In 1947 he led the league in doubles for the third time, and came in third in MVP voting. However, he almost lost his job at the end of the season. New owner Bill Veeck intended to hire Al Lopez as his new manager. The reaction from fans and media was almost overwhelmingly negative to the news that Boudreau would lose his job. In the end, Veeck offered Boudreau a new two-year deal.
The move paid off for the Indians and for Boudreau who had his best overall year as a player and as a manager. In 1948, he not only won the MVP award, setting personal bests in nearly every offensive statistic, but also managed his team to victory in the World Series. Boudreau batted .355 (2nd behind Ted Williams) and had a personal best 18 home runs, 199 hits, 106 RBI and 116 runs scored.
He led the Indians to a first-place tie with the Boston Red Sox, then got 4 hits including two home runs in a one-game playoff at Fenway Park, depriving the city of an all-Boston World Series. The Indians went on to defeat the Boston Braves 4 games to 2 win the Series (their last Series win as of 2008).
As both shortstop and manager, he was the inventor and most ardent practitioner of the "Williams shift" (a.k.a. "Boudreau shift"), stacking all but one defensive player on the right side of the field when Ted Williams of the Boston Red Sox would come to bat in certain situations.

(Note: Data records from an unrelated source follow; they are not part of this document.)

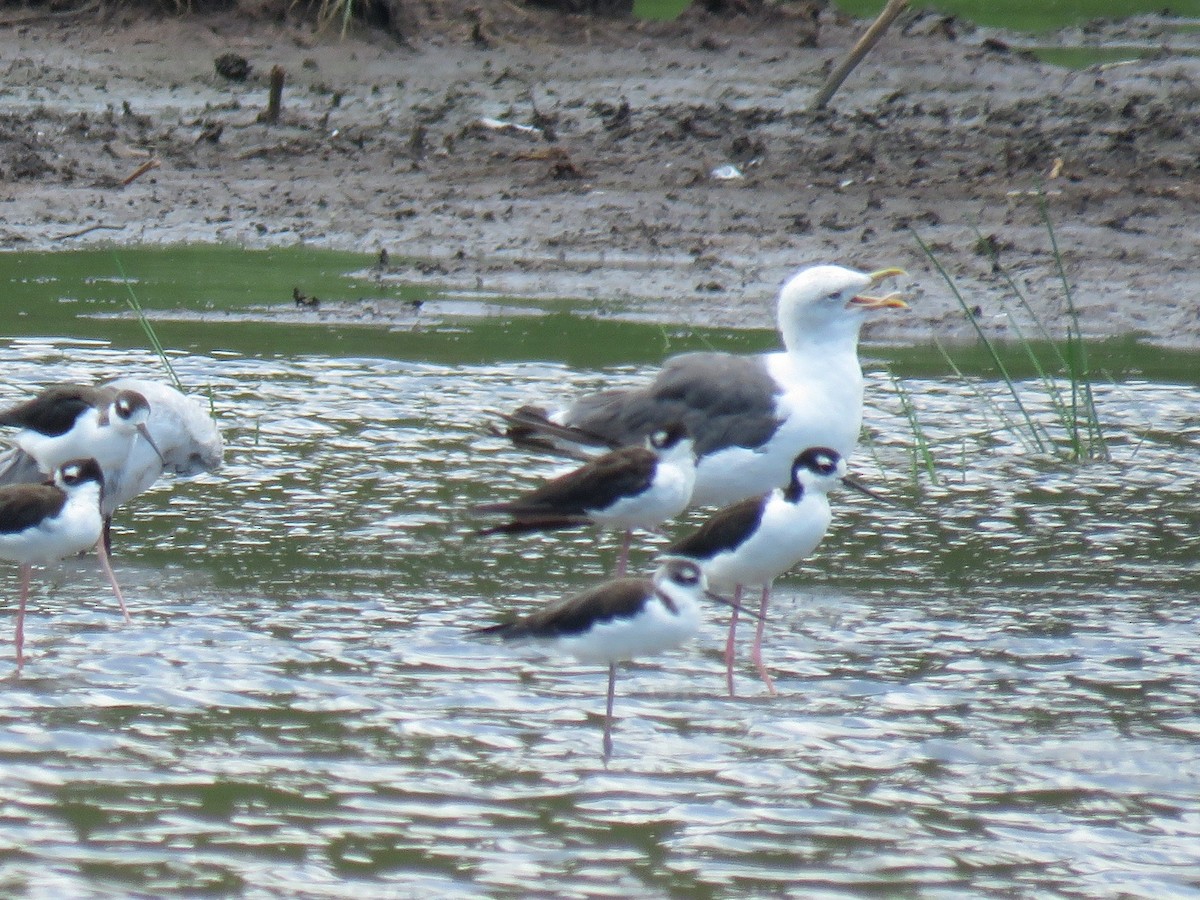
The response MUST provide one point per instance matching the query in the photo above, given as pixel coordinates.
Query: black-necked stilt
(756, 540)
(186, 442)
(69, 421)
(750, 415)
(46, 522)
(627, 489)
(619, 619)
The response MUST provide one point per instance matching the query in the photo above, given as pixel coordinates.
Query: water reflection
(988, 689)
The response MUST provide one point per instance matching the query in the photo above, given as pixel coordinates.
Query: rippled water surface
(991, 687)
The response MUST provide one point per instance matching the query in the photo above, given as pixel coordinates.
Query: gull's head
(829, 303)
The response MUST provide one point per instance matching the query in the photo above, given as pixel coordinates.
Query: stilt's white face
(819, 468)
(78, 472)
(130, 411)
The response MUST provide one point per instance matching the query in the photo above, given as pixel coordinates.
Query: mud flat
(667, 171)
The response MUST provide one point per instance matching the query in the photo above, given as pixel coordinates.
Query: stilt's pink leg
(607, 717)
(729, 641)
(757, 640)
(623, 555)
(106, 567)
(25, 573)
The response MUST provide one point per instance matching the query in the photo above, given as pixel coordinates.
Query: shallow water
(989, 688)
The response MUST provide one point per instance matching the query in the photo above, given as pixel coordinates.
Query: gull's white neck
(829, 353)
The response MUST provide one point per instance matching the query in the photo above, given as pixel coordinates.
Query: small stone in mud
(801, 223)
(232, 66)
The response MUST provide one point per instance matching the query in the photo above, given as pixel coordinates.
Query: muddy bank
(665, 171)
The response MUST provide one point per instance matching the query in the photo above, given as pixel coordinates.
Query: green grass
(1062, 369)
(155, 343)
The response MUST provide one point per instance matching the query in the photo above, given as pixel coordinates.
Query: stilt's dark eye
(685, 575)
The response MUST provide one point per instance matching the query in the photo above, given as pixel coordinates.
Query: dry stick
(862, 48)
(82, 232)
(275, 99)
(141, 171)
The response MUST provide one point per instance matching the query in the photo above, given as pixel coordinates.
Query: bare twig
(141, 171)
(856, 55)
(89, 229)
(274, 99)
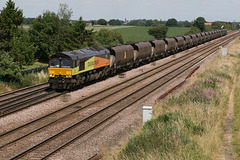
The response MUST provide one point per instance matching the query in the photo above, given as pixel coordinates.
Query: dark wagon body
(194, 39)
(158, 47)
(188, 41)
(144, 50)
(121, 55)
(180, 43)
(170, 45)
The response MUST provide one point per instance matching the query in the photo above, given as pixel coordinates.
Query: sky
(211, 10)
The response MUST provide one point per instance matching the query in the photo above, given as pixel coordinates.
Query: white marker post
(147, 113)
(224, 51)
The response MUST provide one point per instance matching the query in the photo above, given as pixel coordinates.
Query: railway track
(12, 102)
(89, 118)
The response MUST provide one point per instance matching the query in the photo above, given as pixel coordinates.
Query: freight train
(72, 69)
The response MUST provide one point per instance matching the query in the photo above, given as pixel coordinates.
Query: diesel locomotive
(71, 69)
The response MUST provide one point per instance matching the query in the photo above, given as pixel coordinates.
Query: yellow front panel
(59, 71)
(89, 64)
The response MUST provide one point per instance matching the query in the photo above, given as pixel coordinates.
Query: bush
(9, 70)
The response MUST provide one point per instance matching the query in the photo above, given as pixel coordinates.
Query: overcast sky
(211, 10)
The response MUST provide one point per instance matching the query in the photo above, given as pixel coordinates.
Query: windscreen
(54, 63)
(66, 64)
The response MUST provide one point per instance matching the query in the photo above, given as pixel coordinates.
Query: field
(137, 34)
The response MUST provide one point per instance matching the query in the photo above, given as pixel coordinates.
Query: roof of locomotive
(81, 53)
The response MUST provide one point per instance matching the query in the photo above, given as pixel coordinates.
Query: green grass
(236, 126)
(97, 28)
(137, 34)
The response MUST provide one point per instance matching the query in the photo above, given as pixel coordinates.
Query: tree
(44, 33)
(102, 22)
(172, 22)
(108, 38)
(78, 36)
(199, 23)
(158, 32)
(9, 69)
(10, 19)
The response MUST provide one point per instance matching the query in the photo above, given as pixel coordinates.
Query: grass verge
(28, 80)
(190, 124)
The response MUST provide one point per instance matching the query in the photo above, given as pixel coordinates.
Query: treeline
(48, 34)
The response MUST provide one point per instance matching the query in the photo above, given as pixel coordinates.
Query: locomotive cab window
(82, 65)
(54, 64)
(66, 64)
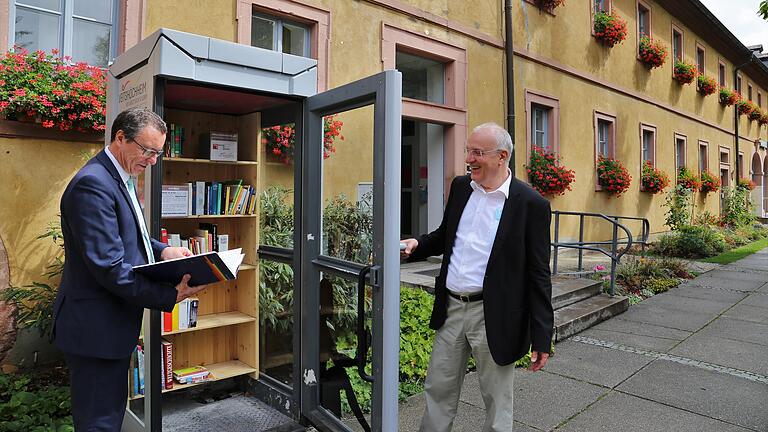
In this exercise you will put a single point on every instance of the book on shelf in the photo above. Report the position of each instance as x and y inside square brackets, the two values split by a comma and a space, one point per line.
[175, 201]
[166, 348]
[205, 268]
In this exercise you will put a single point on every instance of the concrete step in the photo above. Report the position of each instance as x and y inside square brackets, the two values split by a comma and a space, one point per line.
[567, 291]
[584, 314]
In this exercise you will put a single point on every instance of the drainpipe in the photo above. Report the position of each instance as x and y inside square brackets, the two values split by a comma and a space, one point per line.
[510, 54]
[736, 117]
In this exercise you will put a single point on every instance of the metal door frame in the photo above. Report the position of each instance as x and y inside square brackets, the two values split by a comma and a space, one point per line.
[383, 91]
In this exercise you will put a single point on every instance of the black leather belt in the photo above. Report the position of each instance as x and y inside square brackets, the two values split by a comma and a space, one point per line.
[466, 298]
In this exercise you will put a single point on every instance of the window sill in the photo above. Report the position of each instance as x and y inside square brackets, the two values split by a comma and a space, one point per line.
[16, 129]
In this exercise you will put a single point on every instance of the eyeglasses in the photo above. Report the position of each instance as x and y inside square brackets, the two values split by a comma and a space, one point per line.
[148, 153]
[480, 153]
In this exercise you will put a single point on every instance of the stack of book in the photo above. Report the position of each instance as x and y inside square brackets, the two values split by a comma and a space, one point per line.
[190, 375]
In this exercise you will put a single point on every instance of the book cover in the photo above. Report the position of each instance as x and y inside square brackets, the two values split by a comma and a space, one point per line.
[167, 351]
[205, 268]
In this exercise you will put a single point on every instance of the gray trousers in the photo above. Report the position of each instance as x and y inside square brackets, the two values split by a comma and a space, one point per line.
[464, 330]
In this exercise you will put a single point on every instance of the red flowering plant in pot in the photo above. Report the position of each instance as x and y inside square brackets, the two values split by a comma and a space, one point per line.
[684, 72]
[745, 107]
[49, 90]
[709, 183]
[746, 184]
[687, 179]
[547, 175]
[613, 176]
[280, 140]
[653, 53]
[706, 85]
[653, 180]
[549, 5]
[610, 29]
[728, 97]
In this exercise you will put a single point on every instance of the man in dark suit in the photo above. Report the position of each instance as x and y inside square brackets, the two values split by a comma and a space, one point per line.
[493, 293]
[99, 307]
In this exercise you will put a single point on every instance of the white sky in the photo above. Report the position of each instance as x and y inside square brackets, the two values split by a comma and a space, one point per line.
[740, 17]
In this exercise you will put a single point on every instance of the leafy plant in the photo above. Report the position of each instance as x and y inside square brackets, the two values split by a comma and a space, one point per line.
[706, 85]
[653, 53]
[34, 302]
[654, 180]
[613, 176]
[728, 97]
[28, 404]
[46, 88]
[546, 175]
[684, 72]
[610, 29]
[687, 179]
[281, 140]
[679, 206]
[737, 207]
[709, 183]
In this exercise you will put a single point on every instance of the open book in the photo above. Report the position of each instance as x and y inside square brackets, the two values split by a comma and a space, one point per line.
[204, 268]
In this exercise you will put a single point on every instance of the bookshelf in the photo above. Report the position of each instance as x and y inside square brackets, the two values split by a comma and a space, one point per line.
[225, 340]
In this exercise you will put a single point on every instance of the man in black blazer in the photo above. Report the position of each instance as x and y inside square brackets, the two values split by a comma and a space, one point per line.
[99, 307]
[493, 293]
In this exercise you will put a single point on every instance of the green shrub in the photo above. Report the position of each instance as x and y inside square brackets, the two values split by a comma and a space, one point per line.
[661, 285]
[691, 241]
[28, 404]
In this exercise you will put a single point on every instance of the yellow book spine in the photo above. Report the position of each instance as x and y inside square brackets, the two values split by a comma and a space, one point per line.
[175, 317]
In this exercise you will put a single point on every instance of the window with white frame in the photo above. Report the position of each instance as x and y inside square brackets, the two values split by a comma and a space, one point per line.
[277, 34]
[82, 29]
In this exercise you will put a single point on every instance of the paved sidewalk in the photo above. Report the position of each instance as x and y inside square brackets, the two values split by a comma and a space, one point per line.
[692, 359]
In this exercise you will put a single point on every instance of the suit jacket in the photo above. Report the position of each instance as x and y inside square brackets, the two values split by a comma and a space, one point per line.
[517, 290]
[99, 306]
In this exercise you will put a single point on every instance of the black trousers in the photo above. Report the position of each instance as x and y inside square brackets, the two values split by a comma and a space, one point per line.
[99, 389]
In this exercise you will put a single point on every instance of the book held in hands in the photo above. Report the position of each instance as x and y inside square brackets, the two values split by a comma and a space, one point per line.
[205, 268]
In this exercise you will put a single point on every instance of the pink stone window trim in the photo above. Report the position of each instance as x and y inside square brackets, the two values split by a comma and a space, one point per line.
[553, 125]
[452, 114]
[318, 20]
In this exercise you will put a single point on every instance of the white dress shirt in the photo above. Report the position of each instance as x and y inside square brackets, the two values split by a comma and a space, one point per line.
[475, 236]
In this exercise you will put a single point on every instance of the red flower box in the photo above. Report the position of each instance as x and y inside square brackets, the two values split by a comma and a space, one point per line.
[654, 180]
[613, 176]
[546, 175]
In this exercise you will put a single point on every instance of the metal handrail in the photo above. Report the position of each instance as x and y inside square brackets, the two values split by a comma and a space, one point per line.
[614, 254]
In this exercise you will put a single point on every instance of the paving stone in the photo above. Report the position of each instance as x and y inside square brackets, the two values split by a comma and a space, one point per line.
[731, 353]
[707, 293]
[736, 329]
[544, 400]
[689, 320]
[756, 300]
[632, 340]
[621, 412]
[747, 313]
[712, 394]
[595, 364]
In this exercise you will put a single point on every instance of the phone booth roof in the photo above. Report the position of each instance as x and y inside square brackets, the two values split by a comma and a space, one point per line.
[205, 60]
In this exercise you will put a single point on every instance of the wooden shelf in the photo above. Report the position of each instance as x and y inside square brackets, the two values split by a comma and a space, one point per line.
[219, 371]
[207, 217]
[209, 321]
[208, 161]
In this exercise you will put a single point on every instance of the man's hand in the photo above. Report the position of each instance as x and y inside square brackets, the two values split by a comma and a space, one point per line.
[410, 246]
[172, 252]
[538, 360]
[183, 290]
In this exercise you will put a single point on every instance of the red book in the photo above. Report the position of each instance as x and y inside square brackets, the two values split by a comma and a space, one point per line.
[167, 350]
[167, 322]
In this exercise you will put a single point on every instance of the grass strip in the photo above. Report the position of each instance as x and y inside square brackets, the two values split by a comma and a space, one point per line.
[738, 253]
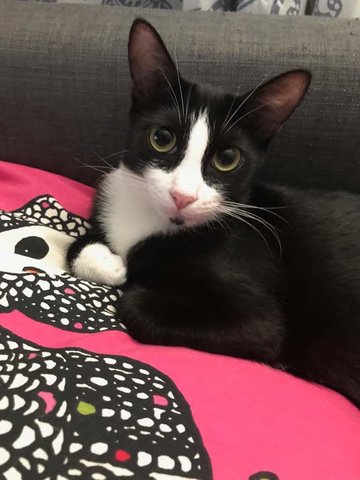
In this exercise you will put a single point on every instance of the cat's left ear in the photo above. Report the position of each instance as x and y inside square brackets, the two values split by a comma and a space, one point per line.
[151, 66]
[271, 104]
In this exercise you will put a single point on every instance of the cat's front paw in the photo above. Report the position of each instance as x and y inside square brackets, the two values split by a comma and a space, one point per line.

The new Indians ownership fired Boudreau after a disappointing campaign where the team finished fourth. Boudreau, who was now a part time infielder, was also released as a player.
The Red Sox signed Boudreau as a utility infielder for the 1951 season and he would play in 82 games. He would receive another chance to manage after Steve O'Neill was forced out by health problems in 1952. Boudreau managed three years in Boston and ended his playing career by playing in four games in 1952. His tenure in Boston was largely unsuccessful, managing the team to only one winning season.
Connie Mack sold the Philadelphia Athletics in 1954 who moved to Kansas City for the 1955 season. Boudreau signed on as the manager. The Athletics, however, were already a bad team before he took over and Boudreau was unable to turn it around. In three years, Kansas City posted a 151-260 under Boudreau, who received his walking papers during the 1957 season.
After, the debacle in Kansas City, Boudreau returned to his native Illinois and found work as a color announcer for the Chicago Cubs. He would receive one final opportunity to manage when the Cubs owner P.K. Wrigley took Boudreau out of the broadcast booth and made him the manager in 1960. Manager "Jolly Cholly" Grimm became the team's radio announcer. The experiment failed, as Chicago went 36-67 the rest of the year under Boudreau.